A new State-owned rail and bus public transport utility, dubbed the Passenger Rail Agency of South Africa (Prasa), was officially unveiled on Friday with a promise of a R25-billion investment programme over the next three years.
The utility would combine the already merged assets and employees of the South African Rail Commuter Corporation and Metrorail, with those of Shosoloza Meyl and Autopax, the long-distance rail and intercity bus companies respectively, which currently fell under the aegis of freight logistic group Transnet.
Property management and development company Intersite would also be consolidated into the 13 000-plus employee entity to manage, maintain and upgrade stations, as well as to pursue projects that could extract value from the group’s substantial property assets.

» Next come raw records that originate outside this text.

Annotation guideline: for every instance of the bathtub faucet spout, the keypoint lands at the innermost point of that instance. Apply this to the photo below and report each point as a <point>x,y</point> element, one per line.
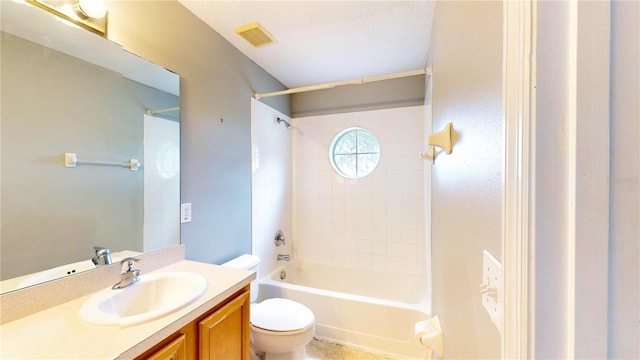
<point>284,257</point>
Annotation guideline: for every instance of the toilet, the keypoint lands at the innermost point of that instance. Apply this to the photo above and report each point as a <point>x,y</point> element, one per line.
<point>280,328</point>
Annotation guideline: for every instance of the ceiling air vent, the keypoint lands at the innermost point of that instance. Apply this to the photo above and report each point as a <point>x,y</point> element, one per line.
<point>255,34</point>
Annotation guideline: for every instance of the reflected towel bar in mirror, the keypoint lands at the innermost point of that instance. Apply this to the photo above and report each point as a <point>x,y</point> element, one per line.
<point>71,161</point>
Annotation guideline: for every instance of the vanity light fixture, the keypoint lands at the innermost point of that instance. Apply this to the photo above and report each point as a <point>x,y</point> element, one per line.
<point>89,14</point>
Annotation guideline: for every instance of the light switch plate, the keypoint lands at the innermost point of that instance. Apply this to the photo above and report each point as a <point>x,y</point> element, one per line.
<point>492,277</point>
<point>185,213</point>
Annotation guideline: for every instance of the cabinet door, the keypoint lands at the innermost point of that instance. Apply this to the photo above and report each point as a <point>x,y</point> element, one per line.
<point>175,350</point>
<point>225,334</point>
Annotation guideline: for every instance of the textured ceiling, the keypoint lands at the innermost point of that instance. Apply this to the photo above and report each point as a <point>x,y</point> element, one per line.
<point>326,41</point>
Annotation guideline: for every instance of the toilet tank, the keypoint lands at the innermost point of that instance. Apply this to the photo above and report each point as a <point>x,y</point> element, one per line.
<point>247,262</point>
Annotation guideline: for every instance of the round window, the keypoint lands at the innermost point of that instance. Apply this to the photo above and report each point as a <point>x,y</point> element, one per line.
<point>354,153</point>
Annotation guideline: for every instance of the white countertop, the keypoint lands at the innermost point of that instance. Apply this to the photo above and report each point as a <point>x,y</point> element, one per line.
<point>58,333</point>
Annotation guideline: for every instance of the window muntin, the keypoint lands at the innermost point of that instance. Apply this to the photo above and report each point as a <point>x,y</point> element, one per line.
<point>354,153</point>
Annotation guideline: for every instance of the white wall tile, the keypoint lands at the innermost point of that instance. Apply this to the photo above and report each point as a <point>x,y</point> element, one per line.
<point>373,222</point>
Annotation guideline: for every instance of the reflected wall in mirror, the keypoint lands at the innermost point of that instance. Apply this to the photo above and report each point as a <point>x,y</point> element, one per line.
<point>66,90</point>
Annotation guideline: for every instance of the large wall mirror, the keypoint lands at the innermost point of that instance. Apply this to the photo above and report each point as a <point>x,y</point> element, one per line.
<point>67,90</point>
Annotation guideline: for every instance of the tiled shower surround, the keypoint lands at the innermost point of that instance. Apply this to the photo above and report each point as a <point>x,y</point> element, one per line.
<point>376,222</point>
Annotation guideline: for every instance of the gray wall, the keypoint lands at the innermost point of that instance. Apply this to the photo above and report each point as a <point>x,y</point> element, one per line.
<point>51,104</point>
<point>624,285</point>
<point>217,82</point>
<point>386,94</point>
<point>466,207</point>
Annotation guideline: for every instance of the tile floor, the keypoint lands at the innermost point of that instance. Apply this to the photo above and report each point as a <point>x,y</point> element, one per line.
<point>322,350</point>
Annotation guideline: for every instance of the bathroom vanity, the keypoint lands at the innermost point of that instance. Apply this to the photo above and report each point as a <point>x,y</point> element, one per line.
<point>216,325</point>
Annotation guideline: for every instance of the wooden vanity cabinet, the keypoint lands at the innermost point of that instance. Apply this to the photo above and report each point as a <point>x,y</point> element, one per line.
<point>220,333</point>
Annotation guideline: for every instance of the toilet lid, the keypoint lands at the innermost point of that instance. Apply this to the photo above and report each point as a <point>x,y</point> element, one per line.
<point>281,315</point>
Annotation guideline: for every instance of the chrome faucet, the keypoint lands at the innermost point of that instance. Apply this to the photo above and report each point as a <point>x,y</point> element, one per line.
<point>103,256</point>
<point>128,275</point>
<point>284,257</point>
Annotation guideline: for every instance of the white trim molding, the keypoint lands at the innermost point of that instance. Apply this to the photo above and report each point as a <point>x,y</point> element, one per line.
<point>519,112</point>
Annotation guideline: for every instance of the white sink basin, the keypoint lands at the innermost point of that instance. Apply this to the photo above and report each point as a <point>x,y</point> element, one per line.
<point>155,295</point>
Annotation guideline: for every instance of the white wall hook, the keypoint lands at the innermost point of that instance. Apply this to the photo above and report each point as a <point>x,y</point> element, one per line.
<point>429,332</point>
<point>442,139</point>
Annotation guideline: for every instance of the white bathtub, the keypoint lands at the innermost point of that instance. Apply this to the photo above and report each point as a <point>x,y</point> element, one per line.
<point>359,308</point>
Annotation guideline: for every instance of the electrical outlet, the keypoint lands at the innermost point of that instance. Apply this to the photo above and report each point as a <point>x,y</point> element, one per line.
<point>492,289</point>
<point>185,213</point>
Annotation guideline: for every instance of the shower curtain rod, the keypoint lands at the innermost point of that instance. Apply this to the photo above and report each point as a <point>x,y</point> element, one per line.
<point>346,82</point>
<point>151,112</point>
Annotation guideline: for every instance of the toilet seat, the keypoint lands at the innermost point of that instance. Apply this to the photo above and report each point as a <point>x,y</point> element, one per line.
<point>282,316</point>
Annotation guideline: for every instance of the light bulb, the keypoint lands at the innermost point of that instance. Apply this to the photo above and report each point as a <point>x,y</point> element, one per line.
<point>92,8</point>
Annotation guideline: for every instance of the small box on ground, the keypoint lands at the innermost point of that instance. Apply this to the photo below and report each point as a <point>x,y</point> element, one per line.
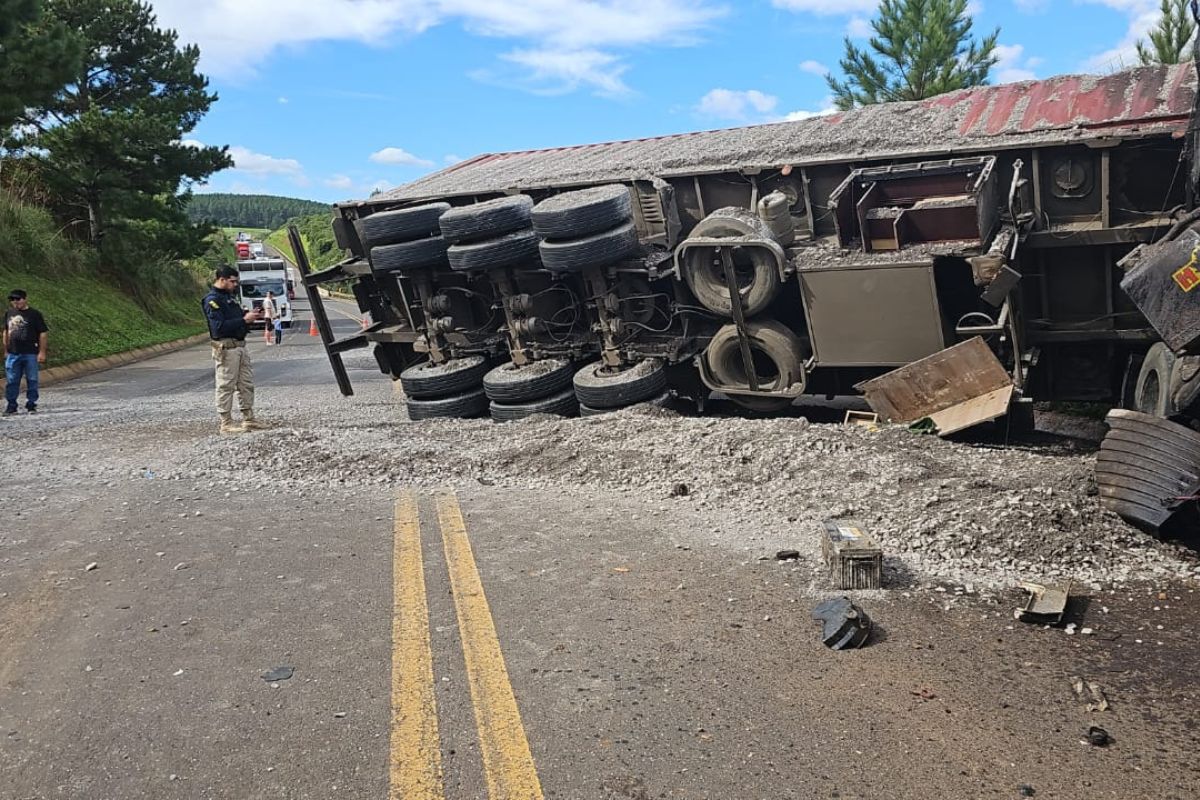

Speaking at the launch, which took place symbolically at Park station, in Johannesburg, which is Southern Africa’s largest commuter rail and bus hub, Transport Minister Jeff Radebe indicated that the development of Prasa was central to government’s plan to place rail back at the heart of South Africa’s public transport system.
But he also stressed that the strategy was premised on greater integration between buses, taxis and rail, and outlined his vision for a 24-hour, single ticket system across modes and metropolitan and provincial boundaries.
The sale agreements between Prasa and Transnet for the transfer of Shosoloza Meyl and Autopax into Prasa were meant to be concluded soon. But Radebe also criticised Transnet reported tardiness in ensuring that the deals were concluded and in ensuring that affected employees were properly consulted.
He described this failure as “totally unacceptable”.
Transnet refused to comment on the matter when approached to do so by Engineering News Online.
CROWDING IN THE PRIVATE SECTOR?
Prasa chairperson Sfiso Buthelezi said that the preconsolidated organisation had already materially increased the scale and pace of its investment into the upgrading of both infrastructure and rolling stock.
He said that it would spend R5-billion in 2009/10 and that over the three-year medium-term expenditure framework horizon, a total of R25-billion would be invested to arrest a backlog created by decades of underinvestment.
However, CEO Lucky Montana insisted that this catch-up investment would be insufficient to ensure that the utility was able to increase its capacity much beyond the 643-million passenger journeys currently being achieved.
To move beyond that level, new infrastructure, technology and systems would be required, including high-speed trains to link into the emerging Gautrain rapid-rail network and a possible light-rail investment programme.
Planning was already under way for the proposed development of the so-called Moloto rail corridor, running between Tshwane and Mpumalanga, which would cost of R9,7-billion.
In addition, initial investigations were being pursued in the creation of a high-speed train between Johannesburg and Durban.
Buthelezi indicated that Prasa would be keen to pursue these development in partnership with the private sector, but both he and Montana stressed that the service would only be economically viable and remain affordable if government were to make greater subsidy contributions.
Radebe lauded progress that had been made in stabilising the utility, which he said had been on the brink of collapse in 2004.
Since 2006, some 1 400 coaches had been refurbished at a cost of R4-billion; over 2 000 railway police had been recruited and deployed, which had helped to lower rail-related crime by nearly 40% in the last quarter; and R300-million had been set aside for immediate station refurbishments, which would be completed ahead of the 2010 FIIFA World Cup.